ToJa postów Altrusty się nie bierze na poważnie...

heh, blad, bo staram sie pisac z sensem i tak, by ktos mogl cos z moich postow wyniesc.

elfkaNenar napisał/a:
on chyba chciał powiedzieć jak zawsze, ze nie jest szablonikowy

[...]ze jest nieszablonowy(czy tez postacia nieszablonowa). I musze cie zasmucic, chcialem zaznaczyc ze jestem jak najbardziej zwyczajny

elfkaNenar napisał/a:
lub ukrytym sensem jest to, ze połowa z nas [wg. niego] nie jest tolerancyjna chociaż na taką się robi na forum

szczerze? Osoby prawdziwie tolerancyjne ktore poznalem mozna policzyc na palcach jednej reki. Malo kto nie uzywal chociazby obelgi 'ty pedale'[czy tez 'ty zydzie' itp], a to oznaka tolerancji raczej nie jest. Co, ze to niby blahostka? Wcale nie. Szczegolnie ze te 'blahostki' to tylko wierzcholek gory lodowej.
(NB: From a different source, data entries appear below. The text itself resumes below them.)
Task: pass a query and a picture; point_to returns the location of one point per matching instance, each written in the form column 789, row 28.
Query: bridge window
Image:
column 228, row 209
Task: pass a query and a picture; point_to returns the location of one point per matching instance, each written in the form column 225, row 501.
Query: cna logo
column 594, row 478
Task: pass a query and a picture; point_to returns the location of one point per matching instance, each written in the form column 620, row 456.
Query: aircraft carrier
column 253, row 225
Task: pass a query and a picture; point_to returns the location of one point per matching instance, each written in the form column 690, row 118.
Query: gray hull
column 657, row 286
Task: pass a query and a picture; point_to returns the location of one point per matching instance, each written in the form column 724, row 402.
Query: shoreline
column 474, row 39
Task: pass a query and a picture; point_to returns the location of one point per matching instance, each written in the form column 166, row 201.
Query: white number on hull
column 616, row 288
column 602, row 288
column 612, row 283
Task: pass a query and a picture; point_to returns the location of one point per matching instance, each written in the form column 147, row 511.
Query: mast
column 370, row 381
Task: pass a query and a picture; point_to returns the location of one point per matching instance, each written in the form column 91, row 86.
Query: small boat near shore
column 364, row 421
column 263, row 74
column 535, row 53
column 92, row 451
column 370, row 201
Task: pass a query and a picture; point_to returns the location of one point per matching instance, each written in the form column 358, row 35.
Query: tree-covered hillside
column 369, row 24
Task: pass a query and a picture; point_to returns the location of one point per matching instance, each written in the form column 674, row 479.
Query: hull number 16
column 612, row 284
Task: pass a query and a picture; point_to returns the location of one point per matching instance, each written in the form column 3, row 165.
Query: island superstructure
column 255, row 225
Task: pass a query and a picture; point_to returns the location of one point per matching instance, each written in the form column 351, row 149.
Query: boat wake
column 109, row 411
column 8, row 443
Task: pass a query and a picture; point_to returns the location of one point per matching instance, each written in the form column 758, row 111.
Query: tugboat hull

Nie moja wina ze obraz typowego polaka to cham, ktory "jest calkiem tolerancyjny, ale nei lubi ruskow, bo pijaki, niemcow, bo to niemcy, czechow, bo to nie nasi, zydow, bo to jacys poganie, i pedalow, bo to obmierzle jakies'
ToJa - Wto 16 Lis, 2004 22:55
Temat postu:
DeadCorpses a według mnie jeśli na cygańską dziewczynkę powiem Ta dziewczynka a nie Ta Cyganka i będę ją traktować jak każde inne dziecko to jest tolerancja. Nie interesuje mnie, że ktoś kto obok mnie mieszka jest innej narodowci. Dla mnie to sąsiad jak każdy inny.
Altruista, głupoty, fanatyzmu religijnego i wielu innych spraw nie powinno się akceptować. I to nie była nadinterpretacja. NApisałeś dość lakonicznie - jestem nietolerancyjny.
Ja akceptuję homoseksualisów i inne religie. Ale nigdy nie będę tolerancyjna wobec pedofili (powinno się ich leczyć, albo kastrować), ale żal mi tych ludzi. I nie zaakceptuję sekt. Tolerancja nie może być bezkrytyczna. Jeśli ktoś w imię religii morduje ludzi, to trzeba upaść na głowę żeby to zaakceptować.
Czemu nie można być całkiem nietolerancyjnym? Tyle inności jest wokół nas, że nie da się żyć bez odrobiny tolelarncji wobec innych.
kicp - Wto 16 Lis, 2004 23:43
Temat postu:
Cytat:
Jeśli ktoś w imię religii morduje ludzi, to trzeba upaść na głowę żeby to zaakceptować.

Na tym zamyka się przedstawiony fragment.